Перекатная пальба пушек и ружей усиливалась по всему полю, в особенности влево, там, где были флеши Багратиона, но из за дыма выстрелов с того места, где был Пьер, нельзя было почти ничего видеть. Притом, наблюдения за тем, как бы семейным (отделенным от всех других) кружком людей, находившихся на батарее, поглощали все внимание Пьера. Первое его бессознательно радостное возбуждение, произведенное видом и звуками поля сражения, заменилось теперь, в особенности после вида этого одиноко лежащего солдата на лугу, другим чувством. Сидя теперь на откосе канавы, он наблюдал окружавшие его лица.
К десяти часам уже человек двадцать унесли с батареи; два орудия были разбиты, чаще и чаще на батарею попадали снаряды и залетали, жужжа и свистя, дальние пули. Но люди, бывшие на батарее, как будто не замечали этого; со всех сторон слышался веселый говор и шутки.

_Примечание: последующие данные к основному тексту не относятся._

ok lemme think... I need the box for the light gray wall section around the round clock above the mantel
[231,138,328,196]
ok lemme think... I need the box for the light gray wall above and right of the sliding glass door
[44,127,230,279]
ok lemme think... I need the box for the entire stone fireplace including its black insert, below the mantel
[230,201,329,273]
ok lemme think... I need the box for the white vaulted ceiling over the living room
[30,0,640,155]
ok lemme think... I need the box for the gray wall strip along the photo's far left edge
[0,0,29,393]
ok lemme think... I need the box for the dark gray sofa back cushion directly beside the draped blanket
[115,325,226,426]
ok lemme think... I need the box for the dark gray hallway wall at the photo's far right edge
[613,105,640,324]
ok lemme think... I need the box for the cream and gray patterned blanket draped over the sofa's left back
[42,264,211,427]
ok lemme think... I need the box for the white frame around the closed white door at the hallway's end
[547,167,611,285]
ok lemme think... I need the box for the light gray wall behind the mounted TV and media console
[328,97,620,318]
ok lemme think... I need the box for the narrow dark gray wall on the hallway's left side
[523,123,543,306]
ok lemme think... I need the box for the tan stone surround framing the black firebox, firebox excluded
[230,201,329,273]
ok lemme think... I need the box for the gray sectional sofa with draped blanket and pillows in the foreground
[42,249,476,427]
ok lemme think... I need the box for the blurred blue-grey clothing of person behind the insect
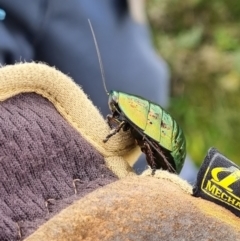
[0,0,196,180]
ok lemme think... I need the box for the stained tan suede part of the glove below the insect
[26,174,240,241]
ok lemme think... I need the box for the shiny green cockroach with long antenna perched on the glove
[88,20,186,174]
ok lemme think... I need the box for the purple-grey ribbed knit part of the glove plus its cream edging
[0,63,139,240]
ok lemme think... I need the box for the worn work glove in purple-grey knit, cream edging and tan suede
[0,63,240,241]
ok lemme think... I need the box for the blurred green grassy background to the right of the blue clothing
[146,0,240,166]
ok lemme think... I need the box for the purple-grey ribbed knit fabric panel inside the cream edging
[0,93,117,241]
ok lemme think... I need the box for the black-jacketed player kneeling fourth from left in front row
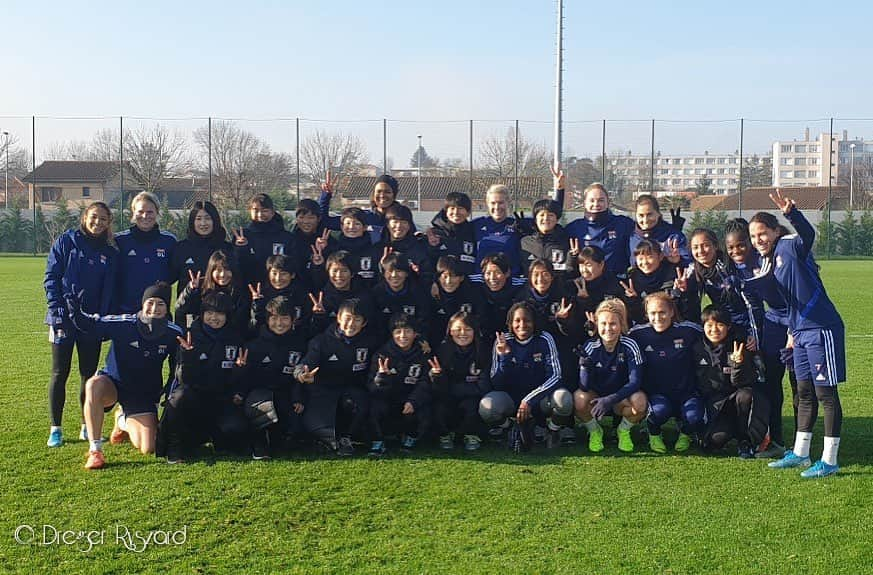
[294,298,380,456]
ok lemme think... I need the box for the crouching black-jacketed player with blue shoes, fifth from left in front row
[367,313,431,457]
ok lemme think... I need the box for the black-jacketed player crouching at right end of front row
[694,305,770,459]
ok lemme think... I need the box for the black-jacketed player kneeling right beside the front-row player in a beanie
[156,291,246,463]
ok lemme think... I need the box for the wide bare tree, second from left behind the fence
[194,120,293,209]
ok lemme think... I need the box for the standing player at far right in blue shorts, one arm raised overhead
[749,191,846,478]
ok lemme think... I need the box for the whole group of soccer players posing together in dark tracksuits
[45,172,845,477]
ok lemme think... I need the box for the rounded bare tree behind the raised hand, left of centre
[300,130,368,185]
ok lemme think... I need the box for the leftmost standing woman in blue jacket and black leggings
[43,202,118,447]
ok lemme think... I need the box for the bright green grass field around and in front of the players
[0,257,873,574]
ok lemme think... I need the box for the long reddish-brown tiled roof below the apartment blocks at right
[691,186,849,212]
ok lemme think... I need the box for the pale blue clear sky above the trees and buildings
[0,0,873,165]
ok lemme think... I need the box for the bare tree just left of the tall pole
[479,128,551,178]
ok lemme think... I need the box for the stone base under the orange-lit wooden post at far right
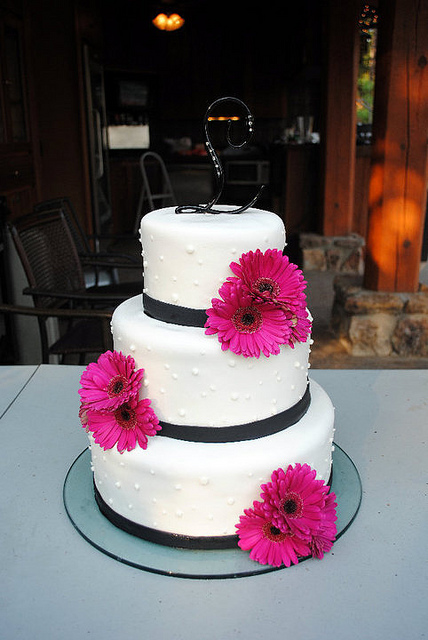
[332,276,428,357]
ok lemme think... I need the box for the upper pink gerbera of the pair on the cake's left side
[79,351,144,411]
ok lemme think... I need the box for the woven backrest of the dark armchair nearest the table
[9,209,85,307]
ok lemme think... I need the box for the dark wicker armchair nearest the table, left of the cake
[4,210,142,362]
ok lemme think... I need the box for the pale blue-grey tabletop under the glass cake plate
[0,365,428,640]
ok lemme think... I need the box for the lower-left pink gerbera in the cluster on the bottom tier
[236,502,310,567]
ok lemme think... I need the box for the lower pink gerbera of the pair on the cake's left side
[82,398,161,453]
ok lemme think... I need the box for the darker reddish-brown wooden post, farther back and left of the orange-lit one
[322,0,361,236]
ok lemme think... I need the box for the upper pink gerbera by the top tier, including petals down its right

– Чиненка! – кричал солдат на приближающуюся, летевшую со свистом гранату. – Не сюда! К пехотным! – с хохотом прибавлял другой, заметив, что граната перелетела и попала в ряды прикрытия.
– Что, знакомая? – смеялся другой солдат на присевшего мужика под пролетевшим ядром.
Несколько солдат собрались у вала, разглядывая то, что делалось впереди.
– И цепь сняли, видишь, назад прошли, – говорили они, указывая через вал.
– Свое дело гляди, – крикнул на них старый унтер офицер. – Назад прошли, значит, назади дело есть. – И унтер офицер, взяв за плечо одного из солдат, толкнул его коленкой. Послышался хохот.
– К пятому орудию накатывай! – кричали с одной стороны.
– Разом, дружнее, по бурлацки, – слышались веселые крики переменявших пушку.
– Ай, нашему барину чуть шляпку не сбила, – показывая зубы, смеялся на Пьера краснорожий шутник. – Эх, нескладная, – укоризненно прибавил он на ядро, попавшее в колесо и ногу человека.
– Ну вы, лисицы! – смеялся другой на изгибающихся ополченцев, входивших на батарею за раненым.
– Аль не вкусна каша? Ах, вороны, заколянились! – кричали на ополченцев, замявшихся перед солдатом с оторванной ногой.
– Тое кое, малый, – передразнивали мужиков. – Страсть не любят.
Пьер замечал, как после каждого попавшего ядра, после каждой потери все более и более разгоралось общее оживление.
Как из придвигающейся грозовой тучи, чаще и чаще, светлее и светлее вспыхивали на лицах всех этих людей (как бы в отпор совершающегося) молнии скрытого, разгорающегося огня.
Пьер не смотрел вперед на поле сражения и не интересовался знать о том, что там делалось: он весь был поглощен в созерцание этого, все более и более разгорающегося огня, который точно так же (он чувствовал) разгорался и в его душе.